Taken right before i left

We set up camp and tried to make sense of what was going on. We found friends and everyone went there seperate ways. I really loved the shows. First night I thought was solid, the Drowned Jam struck me as odd with how low it got, i thought Trey was trying to bring in Ghost really slow. Ghost is my jam and i was hoping for one more which would happen the next night. I haven’t listened to the shows since seeing them, a bit when i got the cds i guess. This anniversery made me revisit them and now i see or hear that Trey wasn’t trying to do anything, he was wasted. I always will support and defend 2.0 because i really don’t mind the flubs in the composed sections, i am there for the improv and the moments unlocked or found out of nowhere, but relistening to these shows proved hard at times. Sure the highlights were still there and some of the Jams really got going. It was Page that mentioned in the IT dvd interviews that sometimes you have to push through 15 minutes of uninteresting jam to get to that moment, but if you don’t push through that stuff you never get the goods. Worst paraphrase ever. This essay is off the cuff, unresearched and unrehearsed, seemed fitting for the subject material.

so much mud

I really had no intention of going to Coventry. I was living in Pittsburgh and Summer Tour really didn’t have any close weekend stops which was all i really could do so i decided to skip the whole summer and hope for better luck in the fall. Then came Trey’s letter. It really pissed me off, It sounded mean and made me glad it was over, he clearly was a mess and if he didn’t want to be in phish i sure as hell didn’t want to see them. That night I went to the Pittsburgh Arts Fest and saw MMW for free. I really enjoyed the show but it was missing something. I could dance to the music but it wasn’t phish and i wanted to dance to phish so bad it nearly killed me. I got home and saw Page’s letter. It made me cry. The tone was better and i felt his pain and wanted to thank him for restoring my faith in the last days of this band i loved. I immediately called my sister and we put together a Deer Creek/ Alpine Tour. Then found someone dumb enough to drive me to Great Woods/Camden/Coventry. The mystery pop up Hampton show nearly killed me. I had to pee at setbreak but the lines were massive and i can’t wait in line with set 2 looming, then after the show it was hightail it to pittsburgh to drop off a friend, then drive to parents home in northwest PA to jump into another friends car and head to Great Woods. I still hadn’t peed as we hit Great Woods. Tried again at set break but the lines, I mean sure i could have gone on the way, but it would have taken time, and when you are in the mist of a tour like that, time =song(s). Without allowing time for a bathroom break we still missed half of the Bag opener.

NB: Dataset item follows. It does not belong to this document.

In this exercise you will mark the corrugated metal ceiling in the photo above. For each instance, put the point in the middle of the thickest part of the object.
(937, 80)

I ended up trying to walk home from Coventry after i found the very same person i was on tour with stealing from me. Everything was falling apart. He pulled away and i remained in my tent, trying to sleep a bit more. I awoke to a female voice, “I could always use another tent” as two girls tried to take my tent with me still in it. I told them it was spoken for they hurried away. I looked outside and realized i was the last person at Coventry, or at least pretty darn close. I started my walk home and people kept giving me rides. I never tried to get one, people were just being nice; Vermonters are amazing. This began my defense of the shows, as any ride i got from someone at the shows claimed they were horrid. This struck me as odd, I was there, the shows were amazing, or were they?